We went into this project wanting to make chicken stock, which seems to be the most commonly called-for stock in recipes. But in mulling it over, we decided it just didn't make financial sense to go out and buy five pounds of chicken scraps simply to make stock. We made a mental note to save what we'd otherwise throw out when we butcher a chicken next week (coincidentally, butchering is the next Cooking School topic; perhaps these two episodes should have been rearranged?) and opted for vegetable stock instead.
This was also probably a wise decision considering vegetable stock is the least labor-intensive of the three recipes. No roasting of bones or skimming of fat -- really just quick chopping, simmering and draining.
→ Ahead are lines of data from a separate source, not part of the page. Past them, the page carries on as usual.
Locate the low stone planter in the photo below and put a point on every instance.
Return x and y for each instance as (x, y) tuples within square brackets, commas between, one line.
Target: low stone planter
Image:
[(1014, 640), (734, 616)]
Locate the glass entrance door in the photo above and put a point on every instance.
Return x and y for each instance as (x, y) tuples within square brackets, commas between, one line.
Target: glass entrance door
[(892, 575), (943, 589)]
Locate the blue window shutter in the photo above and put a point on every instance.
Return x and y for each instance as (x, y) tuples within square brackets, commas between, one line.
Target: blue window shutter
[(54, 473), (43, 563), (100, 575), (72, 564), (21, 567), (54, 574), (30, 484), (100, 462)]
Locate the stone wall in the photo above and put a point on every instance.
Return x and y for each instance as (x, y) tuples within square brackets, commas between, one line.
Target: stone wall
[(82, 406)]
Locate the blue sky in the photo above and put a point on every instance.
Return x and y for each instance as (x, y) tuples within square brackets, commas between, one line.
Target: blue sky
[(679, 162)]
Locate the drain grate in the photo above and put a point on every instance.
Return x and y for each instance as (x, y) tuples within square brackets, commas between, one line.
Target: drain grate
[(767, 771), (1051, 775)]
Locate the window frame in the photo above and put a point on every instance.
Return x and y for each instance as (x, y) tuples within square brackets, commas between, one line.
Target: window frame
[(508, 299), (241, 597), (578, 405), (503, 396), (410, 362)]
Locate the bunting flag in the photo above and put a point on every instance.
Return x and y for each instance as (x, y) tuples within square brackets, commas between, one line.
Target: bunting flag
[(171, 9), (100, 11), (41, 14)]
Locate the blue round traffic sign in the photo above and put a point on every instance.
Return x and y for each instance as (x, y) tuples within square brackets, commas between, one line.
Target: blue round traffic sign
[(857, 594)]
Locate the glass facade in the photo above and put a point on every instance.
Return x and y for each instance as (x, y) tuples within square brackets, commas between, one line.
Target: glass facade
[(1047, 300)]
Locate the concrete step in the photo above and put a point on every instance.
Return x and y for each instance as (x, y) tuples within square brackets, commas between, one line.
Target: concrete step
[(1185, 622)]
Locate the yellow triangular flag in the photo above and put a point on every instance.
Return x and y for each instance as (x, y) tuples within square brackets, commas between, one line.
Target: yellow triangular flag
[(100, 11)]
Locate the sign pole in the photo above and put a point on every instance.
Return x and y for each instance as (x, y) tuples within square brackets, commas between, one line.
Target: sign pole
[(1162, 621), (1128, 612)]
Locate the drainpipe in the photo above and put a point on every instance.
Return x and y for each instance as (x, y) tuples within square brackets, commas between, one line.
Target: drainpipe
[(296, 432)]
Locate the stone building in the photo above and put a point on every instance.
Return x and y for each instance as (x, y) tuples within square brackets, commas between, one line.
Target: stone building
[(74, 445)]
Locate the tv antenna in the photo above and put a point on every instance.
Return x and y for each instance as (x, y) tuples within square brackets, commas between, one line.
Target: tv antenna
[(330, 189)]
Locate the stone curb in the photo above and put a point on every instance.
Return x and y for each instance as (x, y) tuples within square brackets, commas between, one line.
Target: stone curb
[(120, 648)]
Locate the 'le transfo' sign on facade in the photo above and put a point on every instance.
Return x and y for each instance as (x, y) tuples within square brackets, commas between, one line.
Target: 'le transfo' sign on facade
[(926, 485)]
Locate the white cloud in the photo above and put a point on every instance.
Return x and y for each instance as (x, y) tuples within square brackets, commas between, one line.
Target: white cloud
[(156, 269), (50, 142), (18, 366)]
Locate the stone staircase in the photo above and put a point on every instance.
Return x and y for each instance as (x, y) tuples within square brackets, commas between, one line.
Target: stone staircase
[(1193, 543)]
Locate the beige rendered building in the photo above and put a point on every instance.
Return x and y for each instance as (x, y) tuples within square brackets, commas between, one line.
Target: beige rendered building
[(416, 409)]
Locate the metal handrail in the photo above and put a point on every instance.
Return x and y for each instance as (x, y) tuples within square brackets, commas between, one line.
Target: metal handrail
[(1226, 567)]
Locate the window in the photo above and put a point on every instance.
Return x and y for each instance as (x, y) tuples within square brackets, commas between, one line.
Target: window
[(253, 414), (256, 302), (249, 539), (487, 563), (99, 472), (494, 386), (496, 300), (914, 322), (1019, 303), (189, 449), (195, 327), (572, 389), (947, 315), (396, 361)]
A. TrachtaVegetables sweating in the stock pot
All went swimmingly in the cooking process until we got to the point in Martha's recipe where it instructs you to "pour in enough water to cover vegetables by 1 inch," then suggests this will take eight to 10 cups. Our vegetables were significantly covered by about four, and we didn't know what to do. Though we hadn't added the herbs or additional half onion it calls for. Maybe those created a need for more water? We put in the remaining ingredients, then added three more cups of water, still unsure if it was too much or too little. But that's life in the kitchen; sometimes you're just rolling the dice.
For the next hour, the house smelled like a holiday, and when the stock was ready, we tasted it and found it quite flavorful, so the level of water must have been OK.
A. TrachtaDraining out the stock
The only sad part, we discovered, was the discarding of the solids. We tasted them, and they were pretty delicious, but what to do with them? Toss in a soup? Would they even hold up? Perhaps not, though we'd love a suggestion of how to use them. It just seems wrong to throw out all that veggie goodness after employing a cooking process that's all about saving.